Docrwm Posted October 5, 2008 Author Share Posted October 5, 2008 I am replying, as I said I was going to continue to read here, for 2 reasons: all the PMs I have gotten and some apparent mistaken conclusions. So I will try to clarify in an effort to not foster further dissent here. First, thank you for the PMs folks. As I said to most, I have two new District projects that may just eat up a substantial portion of my hour a week for scouting. Second, many PMs put the blame for my leaving on Bob White. Nothing could be further from the truth. His responses to me have been uniformly polite, respectful, and in keeping with what I see as the "Scout Spirit". When he and I have disagreed he has asked me to clarify my statements, not attacked me either directly or indirectly. His summary posted here is completely accurate from my perspective. The Scouters whose behavior has soured me on this forum are the ones that consistently attack him, and ANYONE who dares agree with him (knowingly or unknowingly). There are loads of good folks here and yes, as the Mod stated, if all I had wanted was to read the manuals I could do so on my own (have-thanks). I thought that part of Scouting was the comradery? However, being told one is ignorant, stupid, or not entitled to an opinion is completely at odds with what I anticipated in a group of Scouters. As for others saying that things are worse elsewhere and to toughen up - Wow, that's like saying that having herpes isn't so bad, it could be worse. You've still got a disease that will impact your entire life. Add to that the fact that of all places one made up of volunteers to an organization devoted to teaching character to youth should be the last place where issues of character in the adults is an ongoing event and it gets a bit surreal, IMHO. Sorry to barge in again, but I felt that the misinformation could lead to further problems. YiS, -Robert Link to comment Share on other sites More sharing options...

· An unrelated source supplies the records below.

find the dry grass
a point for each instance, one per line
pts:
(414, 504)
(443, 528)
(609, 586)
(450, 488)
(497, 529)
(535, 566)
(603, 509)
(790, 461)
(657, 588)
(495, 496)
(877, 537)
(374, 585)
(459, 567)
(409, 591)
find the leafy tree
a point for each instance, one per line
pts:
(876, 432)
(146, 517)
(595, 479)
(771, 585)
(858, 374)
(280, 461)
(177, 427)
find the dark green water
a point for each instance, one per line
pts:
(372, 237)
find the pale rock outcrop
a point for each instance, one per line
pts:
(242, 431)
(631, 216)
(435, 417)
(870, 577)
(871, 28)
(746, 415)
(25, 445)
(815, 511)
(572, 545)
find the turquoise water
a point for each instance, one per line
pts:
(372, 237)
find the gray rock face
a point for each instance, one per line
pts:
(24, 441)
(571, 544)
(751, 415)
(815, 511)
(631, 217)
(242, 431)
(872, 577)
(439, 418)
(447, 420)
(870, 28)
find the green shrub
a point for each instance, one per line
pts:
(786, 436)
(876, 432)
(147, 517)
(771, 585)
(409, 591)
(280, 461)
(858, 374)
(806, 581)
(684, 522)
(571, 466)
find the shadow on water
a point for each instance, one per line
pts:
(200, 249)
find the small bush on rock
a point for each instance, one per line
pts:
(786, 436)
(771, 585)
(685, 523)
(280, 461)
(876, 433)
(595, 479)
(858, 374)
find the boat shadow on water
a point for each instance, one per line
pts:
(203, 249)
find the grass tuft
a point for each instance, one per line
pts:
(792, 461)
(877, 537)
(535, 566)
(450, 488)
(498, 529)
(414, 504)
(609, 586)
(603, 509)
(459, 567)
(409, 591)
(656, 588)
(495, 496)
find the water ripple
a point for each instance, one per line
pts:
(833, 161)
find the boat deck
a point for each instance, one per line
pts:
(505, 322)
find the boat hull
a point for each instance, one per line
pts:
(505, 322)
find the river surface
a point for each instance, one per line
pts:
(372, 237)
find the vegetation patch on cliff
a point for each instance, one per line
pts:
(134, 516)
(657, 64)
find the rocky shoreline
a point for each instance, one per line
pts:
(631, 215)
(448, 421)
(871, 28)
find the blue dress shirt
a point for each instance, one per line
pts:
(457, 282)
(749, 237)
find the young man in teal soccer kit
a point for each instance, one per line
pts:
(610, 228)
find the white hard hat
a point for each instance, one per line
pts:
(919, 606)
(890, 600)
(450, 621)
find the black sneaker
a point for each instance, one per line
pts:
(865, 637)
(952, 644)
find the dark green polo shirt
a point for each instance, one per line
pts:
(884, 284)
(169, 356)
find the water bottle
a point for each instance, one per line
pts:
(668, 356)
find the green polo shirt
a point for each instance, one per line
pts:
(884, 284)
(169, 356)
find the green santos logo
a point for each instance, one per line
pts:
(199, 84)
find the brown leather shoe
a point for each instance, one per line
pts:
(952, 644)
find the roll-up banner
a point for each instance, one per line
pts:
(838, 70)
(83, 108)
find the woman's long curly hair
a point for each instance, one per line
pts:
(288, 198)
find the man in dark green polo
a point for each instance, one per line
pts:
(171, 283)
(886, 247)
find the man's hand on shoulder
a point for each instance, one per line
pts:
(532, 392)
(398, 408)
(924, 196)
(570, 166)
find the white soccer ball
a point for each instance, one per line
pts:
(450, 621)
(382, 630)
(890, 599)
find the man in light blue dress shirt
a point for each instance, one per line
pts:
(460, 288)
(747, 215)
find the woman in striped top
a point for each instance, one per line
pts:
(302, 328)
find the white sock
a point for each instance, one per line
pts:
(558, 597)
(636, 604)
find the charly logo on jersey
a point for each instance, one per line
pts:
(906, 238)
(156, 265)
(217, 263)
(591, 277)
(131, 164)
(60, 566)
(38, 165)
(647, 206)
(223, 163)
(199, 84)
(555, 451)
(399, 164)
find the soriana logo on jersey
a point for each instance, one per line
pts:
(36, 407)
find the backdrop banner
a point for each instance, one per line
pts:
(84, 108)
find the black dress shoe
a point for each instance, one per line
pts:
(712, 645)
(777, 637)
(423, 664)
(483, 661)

scoutldr Posted October 5, 2008 Share Posted October 5, 2008 It's not surprising that some still miss the point by a country mile. "2000 opinions?"...that's what a "Forum" is for. If I want official BSA party line rhetoric, I call my Unit Commissioner or DE. This is NOT an official BSA site...it's a site for Scouters to cuss and discuss issues, and it works quite nicely, thanks, as long as we play nice. If all we wanted was quotes from training manuals and rule books, all we would need is "www.askbobwhite.com", and the rest of us could spend our time elsewhere. Link to comment Share on other sites More sharing options...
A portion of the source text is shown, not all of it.